Protecting Our Girls

By all appearances I have a nice body. I am not flat chested. Rather, I have a beautiful, bone thin body whose slender physique I work endlessly to maintain. So hard, sometimes I skip meals. Sometimes I even rely on strong coffee and bottle after bottle of water to keep me going in lieu of food for fear I will “get fat,” or someone will see me dining in public and report that I “ate like a pig,” (Donald Trump in reference to Rosie O’Donnell, 1993). Thank God for Victoria’s Secret, because, truth be told, with all the working out and meal skipping, I am actually quite flat chested under my Dream Angel Padded Push-Up Bra. After all, breasts are, in fact, fatty tissue.

My obsession with my body image started long ago when I was just a girl. So long ago that I don’t remember a time before my mind constantly waged war with my reflection in the mirror. While the media has surely helped fuel the fires of my insecurities, they are mine and mine alone, and I accept responsibility for them. I work daily to combat the negative thoughts that dominate my mind and at times feel as though they run my days. Some days are better than others, but I won’t stop until there are far fewer bad days.

I am deeply concerned for our great nation’s future. Surely I’m not the only little girl who grew into a woman with body image issues. Sitting in any Starbucks one is liable to hear the two twenty-somethings at the next table ripping themselves apart over their non-fat Venti lattes. So what does this all mean? Great question.

This year’s Republican Nomination for Commander in Chief of The Great United States of America is a misogynist. According to <> a misogynist is a person who hates, dislikes, mistrusts, or mistreats women. This fact can be proven nearly each time Mr. Trump opens his mouth.

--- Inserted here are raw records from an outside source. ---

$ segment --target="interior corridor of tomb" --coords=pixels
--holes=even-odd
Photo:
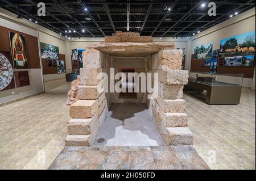
[[[160,146],[164,143],[145,103],[113,103],[94,145]]]

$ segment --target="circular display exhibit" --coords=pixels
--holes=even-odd
[[[0,91],[9,85],[13,77],[13,67],[10,61],[0,53]]]

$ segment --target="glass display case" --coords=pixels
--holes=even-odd
[[[200,94],[209,104],[239,104],[243,77],[243,74],[191,72],[184,91]]]
[[[242,86],[243,74],[191,72],[188,79],[212,86]]]

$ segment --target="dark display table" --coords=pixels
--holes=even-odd
[[[77,73],[67,73],[66,81],[72,82],[77,79]]]
[[[209,104],[236,104],[240,102],[242,86],[217,81],[203,82],[189,79],[184,92],[207,91],[205,102]]]

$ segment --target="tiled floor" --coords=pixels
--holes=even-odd
[[[46,169],[64,148],[70,83],[46,83],[47,93],[0,107],[0,169]]]
[[[185,94],[194,148],[212,169],[255,169],[255,92],[238,105],[208,105]]]
[[[46,169],[52,163],[67,134],[69,85],[47,82],[47,93],[0,107],[0,169]],[[194,148],[210,169],[255,169],[255,98],[246,88],[239,105],[210,106],[184,95]]]

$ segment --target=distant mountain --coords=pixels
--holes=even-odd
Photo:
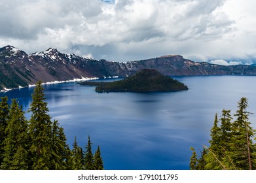
[[[184,84],[164,76],[156,69],[144,69],[134,75],[112,82],[84,82],[82,85],[97,86],[97,92],[155,92],[189,90]]]
[[[256,75],[256,67],[196,63],[179,55],[126,63],[92,59],[63,54],[54,48],[27,54],[12,46],[0,48],[0,90],[43,82],[82,78],[125,77],[143,69],[155,69],[164,75]]]

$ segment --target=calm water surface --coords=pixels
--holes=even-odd
[[[246,97],[247,110],[256,113],[256,76],[175,78],[189,90],[98,93],[93,86],[64,83],[45,86],[45,93],[50,114],[64,128],[69,146],[76,135],[84,147],[90,135],[93,150],[101,148],[105,169],[189,169],[190,147],[199,153],[203,144],[208,145],[216,112],[219,116],[223,109],[231,109],[234,114]],[[27,110],[33,90],[0,95],[17,98]],[[249,119],[255,129],[255,115]]]

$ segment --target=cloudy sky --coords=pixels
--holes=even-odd
[[[255,0],[1,0],[0,47],[126,61],[256,62]]]

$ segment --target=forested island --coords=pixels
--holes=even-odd
[[[81,85],[96,86],[96,92],[156,92],[187,90],[184,84],[164,76],[156,69],[142,69],[123,80],[112,82],[83,82]]]

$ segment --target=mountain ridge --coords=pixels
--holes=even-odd
[[[256,75],[256,67],[224,66],[194,62],[180,55],[168,55],[126,63],[94,59],[64,54],[57,49],[27,54],[14,46],[0,48],[0,90],[43,82],[82,78],[125,77],[143,69],[155,69],[164,75]]]

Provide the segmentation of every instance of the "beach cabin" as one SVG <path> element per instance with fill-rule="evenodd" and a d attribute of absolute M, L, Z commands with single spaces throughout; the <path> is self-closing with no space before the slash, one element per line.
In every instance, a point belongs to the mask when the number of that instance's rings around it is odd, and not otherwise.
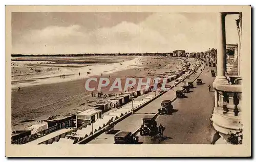
<path fill-rule="evenodd" d="M 14 130 L 12 133 L 11 139 L 12 141 L 16 141 L 31 134 L 31 130 Z"/>
<path fill-rule="evenodd" d="M 101 118 L 102 111 L 101 110 L 88 109 L 76 115 L 77 127 L 79 127 L 83 123 L 95 122 L 98 118 Z"/>
<path fill-rule="evenodd" d="M 129 94 L 124 94 L 124 95 L 121 95 L 120 96 L 123 97 L 123 104 L 126 104 L 128 102 L 130 102 L 130 95 Z"/>
<path fill-rule="evenodd" d="M 176 72 L 174 73 L 174 75 L 176 75 L 176 78 L 178 78 L 180 76 L 179 72 Z"/>
<path fill-rule="evenodd" d="M 42 123 L 38 124 L 33 124 L 30 126 L 25 128 L 26 130 L 30 130 L 31 134 L 34 134 L 44 130 L 48 129 L 47 123 Z"/>
<path fill-rule="evenodd" d="M 58 129 L 63 127 L 73 127 L 75 126 L 73 120 L 76 119 L 75 115 L 70 116 L 60 116 L 52 120 L 47 120 L 48 127 L 50 128 L 56 125 Z"/>
<path fill-rule="evenodd" d="M 93 107 L 96 107 L 95 110 L 101 110 L 102 111 L 102 113 L 107 112 L 110 108 L 110 105 L 109 102 L 102 103 L 93 105 Z"/>

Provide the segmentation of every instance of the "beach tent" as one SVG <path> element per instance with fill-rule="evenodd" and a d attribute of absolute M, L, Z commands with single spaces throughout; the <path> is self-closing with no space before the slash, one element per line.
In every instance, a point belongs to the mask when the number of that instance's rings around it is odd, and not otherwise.
<path fill-rule="evenodd" d="M 71 139 L 60 138 L 58 143 L 65 144 L 73 144 L 74 143 L 74 140 Z"/>
<path fill-rule="evenodd" d="M 103 119 L 105 120 L 109 120 L 109 121 L 112 121 L 113 119 L 113 117 L 112 116 L 109 116 L 109 115 L 104 115 L 103 116 Z"/>
<path fill-rule="evenodd" d="M 31 130 L 31 134 L 37 133 L 44 130 L 48 128 L 48 125 L 47 123 L 42 123 L 39 124 L 33 124 L 29 127 L 25 128 L 26 130 Z"/>
<path fill-rule="evenodd" d="M 122 116 L 123 115 L 121 113 L 112 112 L 112 113 L 110 113 L 109 115 L 115 116 L 117 116 L 117 117 L 118 117 L 118 118 L 119 118 L 120 117 Z"/>
<path fill-rule="evenodd" d="M 104 116 L 110 116 L 110 117 L 112 117 L 112 121 L 114 121 L 115 120 L 117 120 L 117 119 L 118 119 L 118 117 L 117 117 L 115 115 L 105 115 Z"/>
<path fill-rule="evenodd" d="M 124 98 L 124 104 L 126 104 L 126 103 L 129 102 L 129 101 L 130 100 L 130 95 L 125 94 L 125 95 L 122 95 L 122 96 L 123 97 L 123 98 Z"/>
<path fill-rule="evenodd" d="M 121 109 L 117 110 L 116 112 L 124 112 L 126 113 L 128 113 L 129 112 L 130 112 L 130 110 L 129 109 L 127 109 L 121 108 Z"/>

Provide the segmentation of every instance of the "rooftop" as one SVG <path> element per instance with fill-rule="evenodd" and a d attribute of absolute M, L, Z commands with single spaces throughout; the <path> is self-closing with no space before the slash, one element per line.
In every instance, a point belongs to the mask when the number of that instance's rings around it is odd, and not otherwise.
<path fill-rule="evenodd" d="M 85 110 L 81 113 L 77 114 L 77 115 L 86 115 L 86 116 L 92 116 L 95 114 L 100 113 L 102 111 L 101 110 L 95 110 L 95 109 L 88 109 Z"/>
<path fill-rule="evenodd" d="M 73 129 L 61 129 L 53 132 L 50 134 L 43 136 L 41 138 L 39 138 L 37 139 L 32 141 L 28 143 L 27 144 L 32 144 L 32 145 L 37 145 L 45 141 L 48 141 L 50 139 L 55 138 L 58 136 L 65 133 L 67 132 L 71 131 Z"/>
<path fill-rule="evenodd" d="M 121 131 L 116 134 L 115 137 L 125 137 L 130 133 L 130 131 Z"/>

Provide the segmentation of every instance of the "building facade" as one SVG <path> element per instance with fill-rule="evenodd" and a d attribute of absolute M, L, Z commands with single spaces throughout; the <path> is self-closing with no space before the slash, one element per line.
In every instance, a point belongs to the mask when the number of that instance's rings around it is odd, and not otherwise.
<path fill-rule="evenodd" d="M 227 71 L 225 25 L 225 16 L 228 14 L 239 15 L 239 19 L 236 21 L 240 39 L 237 58 L 228 73 Z M 243 136 L 241 121 L 243 76 L 240 70 L 242 46 L 241 43 L 242 42 L 242 13 L 220 13 L 218 16 L 217 75 L 212 84 L 215 90 L 215 106 L 211 119 L 216 132 L 212 138 L 212 144 L 242 144 Z"/>

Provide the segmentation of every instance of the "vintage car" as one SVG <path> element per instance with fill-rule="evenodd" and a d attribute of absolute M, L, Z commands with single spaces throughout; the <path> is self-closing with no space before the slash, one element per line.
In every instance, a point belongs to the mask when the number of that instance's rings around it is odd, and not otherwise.
<path fill-rule="evenodd" d="M 202 82 L 202 79 L 198 78 L 197 80 L 197 85 L 201 85 L 203 84 L 203 82 Z"/>
<path fill-rule="evenodd" d="M 181 87 L 182 87 L 184 93 L 189 93 L 189 86 L 186 85 L 181 86 Z"/>
<path fill-rule="evenodd" d="M 131 131 L 121 131 L 115 135 L 114 140 L 115 144 L 136 144 L 139 143 L 139 137 Z"/>
<path fill-rule="evenodd" d="M 194 88 L 194 85 L 193 85 L 193 82 L 188 82 L 187 83 L 188 84 L 188 86 L 189 86 L 190 88 Z"/>
<path fill-rule="evenodd" d="M 212 77 L 216 76 L 215 72 L 211 72 L 211 76 L 212 76 Z"/>
<path fill-rule="evenodd" d="M 163 100 L 161 103 L 161 109 L 158 109 L 158 113 L 160 115 L 169 114 L 173 109 L 172 100 Z"/>
<path fill-rule="evenodd" d="M 185 94 L 182 90 L 177 90 L 176 93 L 177 98 L 184 98 L 185 97 Z"/>
<path fill-rule="evenodd" d="M 157 133 L 157 122 L 155 118 L 143 118 L 142 122 L 140 128 L 140 136 L 152 136 Z"/>

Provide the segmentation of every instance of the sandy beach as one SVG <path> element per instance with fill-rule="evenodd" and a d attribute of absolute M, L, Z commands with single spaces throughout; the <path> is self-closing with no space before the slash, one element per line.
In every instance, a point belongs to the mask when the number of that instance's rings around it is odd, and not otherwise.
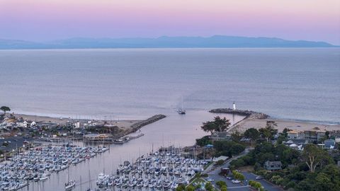
<path fill-rule="evenodd" d="M 254 127 L 256 129 L 260 129 L 266 126 L 266 122 L 268 120 L 275 121 L 278 125 L 277 129 L 278 132 L 282 132 L 285 128 L 288 128 L 290 129 L 295 130 L 309 130 L 312 129 L 314 127 L 319 127 L 320 129 L 326 129 L 329 131 L 332 130 L 340 130 L 340 125 L 320 125 L 317 123 L 308 122 L 302 122 L 302 121 L 295 121 L 295 120 L 280 120 L 275 118 L 268 118 L 268 119 L 251 119 L 246 118 L 245 120 L 239 122 L 235 126 L 232 127 L 230 129 L 230 132 L 243 132 L 246 129 Z"/>
<path fill-rule="evenodd" d="M 89 121 L 92 120 L 89 119 L 72 119 L 67 117 L 51 117 L 48 116 L 38 116 L 38 115 L 30 115 L 25 114 L 14 114 L 14 116 L 16 118 L 23 117 L 24 120 L 26 121 L 34 121 L 34 122 L 52 122 L 57 124 L 66 124 L 68 122 L 80 120 L 80 121 Z M 103 122 L 104 120 L 96 120 Z M 116 125 L 118 127 L 124 129 L 128 129 L 131 128 L 131 125 L 135 124 L 141 120 L 106 120 L 106 122 L 110 125 Z"/>

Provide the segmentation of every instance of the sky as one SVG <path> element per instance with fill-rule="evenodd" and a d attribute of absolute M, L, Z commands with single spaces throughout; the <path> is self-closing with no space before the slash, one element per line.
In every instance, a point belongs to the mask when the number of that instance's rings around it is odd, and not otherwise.
<path fill-rule="evenodd" d="M 214 35 L 340 45 L 339 0 L 0 0 L 0 39 Z"/>

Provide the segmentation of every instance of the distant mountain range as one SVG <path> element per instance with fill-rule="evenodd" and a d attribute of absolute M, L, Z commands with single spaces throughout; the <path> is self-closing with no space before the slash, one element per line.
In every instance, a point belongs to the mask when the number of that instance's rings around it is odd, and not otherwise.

An April 16, 2015 quote from Mr. Trump proves this claim. Mr. Trump tweeted, “@mplefty67:If Hillary Clinton can’t satisfy her husband, what makes her think she can satisfy America? @realDonaldTrump #2016president.” Here, Mr Trump is equating President Clinton’s decades old indiscretion to Hillary success (or lack thereof) as a wife and worse, a woman. What kind of message is he sending to our young women? If your partner cheats on you, it must be your fault; you must not be good enough, smart enough, or in Mr. Trump’s case, attractive enough. As we know he’s made it crystal clear the value he places on a woman’s physical beauty when he said, while speaking to a female reporter, “we could say politically correct that look doesn’t matter, but the look obviously matters,” “Like you wouldn’t have your job if you weren’t beautiful.” (Last Week Tonight).

My gravest concerns lie in the eyes and ears of our youngest girls, when they hear Mr. Trump call Rosie O’Donnell “a slob” and say she has “a fat ugly face.” (The View, 2006). If Mr. Trump is to win the election, our children will look up to him. What will our girls’ think of themselves and worse, how will our boys’ learn to treat women?

Before casting your vote this November, I urge you to thinking long and hard about these questions. Look into the eyes of all of the little boys and girls you see and consider if you can live with Donald Trump being the most powerful man in their world?